洗心パワースポット 芬陀院 編
「塔頭」というミニマルで閑寂幽玄な世界
東福寺を訪れた折には、塔頭(たっちゅう:大寺院内にある小寺院や別房)に行くこともおすすめします。東福寺には、かつて80余りの塔頭があったそうです。
雪舟が東福寺に参禅する際に泊まっていたとされる芬陀院(ふんだいん)。こちらの「鶴亀の庭」には、雪舟の逸話が残っています。
関白・一條兼良から亀の絵を要請されるも気が進まない雪舟は、代わりに石組みの亀を作ったところ、これが夜中に動き出してしまったそうです。

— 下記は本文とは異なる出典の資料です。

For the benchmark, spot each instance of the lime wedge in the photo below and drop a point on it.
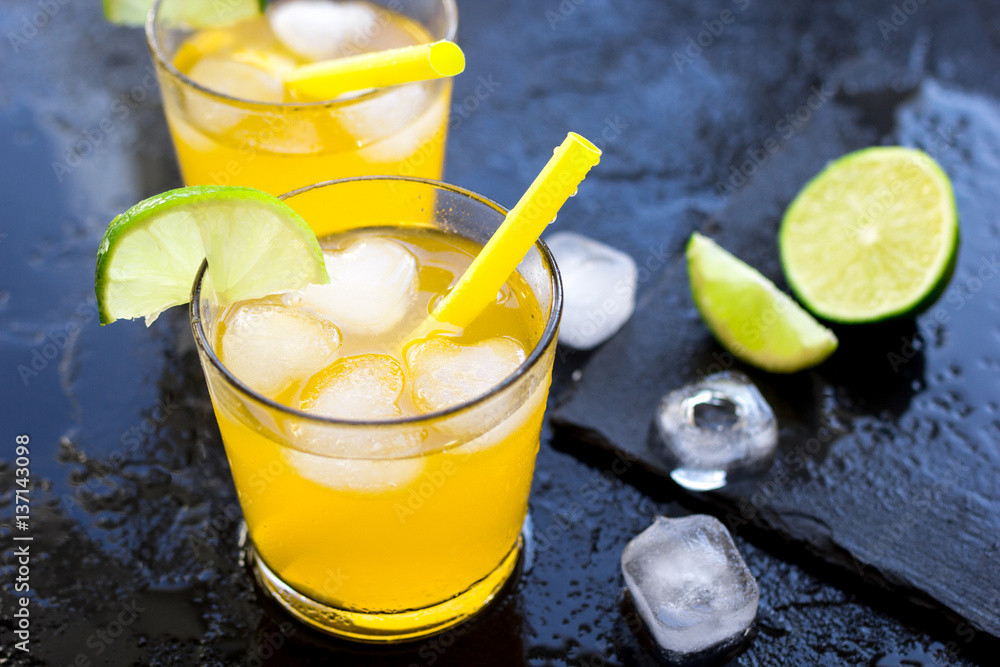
(751, 317)
(255, 245)
(873, 236)
(193, 13)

慌てた和尚は雪舟に頼み、雪舟が甲の部分に大きな石を突き立てると動かなくなったという伝承です。
この庭園は、イサム・ノグチの友人で、モダニズムの作庭家として名高い重森三玲の手によるものなのですが、重森は往時の庭を一石の補足もなく復元しています。
塔頭の各院はそれぞれに趣ある庭を有しています。いずれの庭も、石や樹木などに意味や由来を持っているので、それを知るのも楽しいことです。
禅寺の庭は修行僧が縁側で坐禅を行うためのものでもあります。
坐禅とまではいかないまでも、静かに庭を臨み座っていると、時の流れが緩やかになっていることを感じます。それは、“自分探し”というより、“忘我のひととき”なのかもしれません。